I wonder how much the FDA is responding to an unrealistic public expectation. It sounds like the general public wants drugs that have no known side-effects, no potential downfalls and make everyone as healthy as a lark. Are FDA employees really willing to do their darndest to ensure their own job security by attempting to achieve the impossible? Frankly, I know enough hard-working FDA folks who would probably like to avoid strange, unscientific mandates from some ineffable special interest.
Moreover the article's prime example is quinine, a drug in use for well over a century. Guaifenesin, one of the most benign drugs ever invented, has come under review in an attempt to get all these old drugs under FDA control. The last time I looked, Thompson's proprietary Micromedex ($$, sorry the University dropped the subscription) began its section on this common cough medicine with the sentence "Guaifenesin has no known side effects."
So let's see if I understand the reason for the FDA attacking legacy drugs.
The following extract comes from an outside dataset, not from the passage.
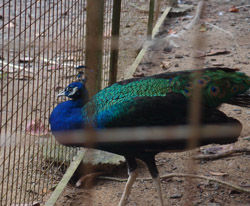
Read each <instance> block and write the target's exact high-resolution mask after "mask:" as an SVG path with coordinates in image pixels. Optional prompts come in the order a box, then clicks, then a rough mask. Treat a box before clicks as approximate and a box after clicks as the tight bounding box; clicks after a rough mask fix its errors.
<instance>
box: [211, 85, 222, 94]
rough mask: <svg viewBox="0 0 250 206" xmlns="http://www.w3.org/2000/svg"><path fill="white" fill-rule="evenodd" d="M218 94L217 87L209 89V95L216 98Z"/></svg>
mask: <svg viewBox="0 0 250 206" xmlns="http://www.w3.org/2000/svg"><path fill="white" fill-rule="evenodd" d="M219 92H220V89H219V87H216V86H212V87H211V93H212V95H213V96H216V95H217V94H218V93H219Z"/></svg>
- No drug can ever be shown to be 100% safe.
- Post-marketing (Phase IV) surveillance provides some assurance, more so than all the studies conducted prior to marketing (Phase I - III).
- Drugs that have been in existence for more than a century and have been used in millions of patients (so necessarily we have seen hundreds of rare events) have more safety information available than any drug since penicillin.
- Since we don't have Phase I - III studies on these legacy drugs, we will ignore a century of Phase IV data in the interests of safety.




























1 comment:
The CNN reporting was suspiciously alarmist and biased. I agree that all of these medications, which have been used safely for generations, do not now suddenly need to be under FDA regulation.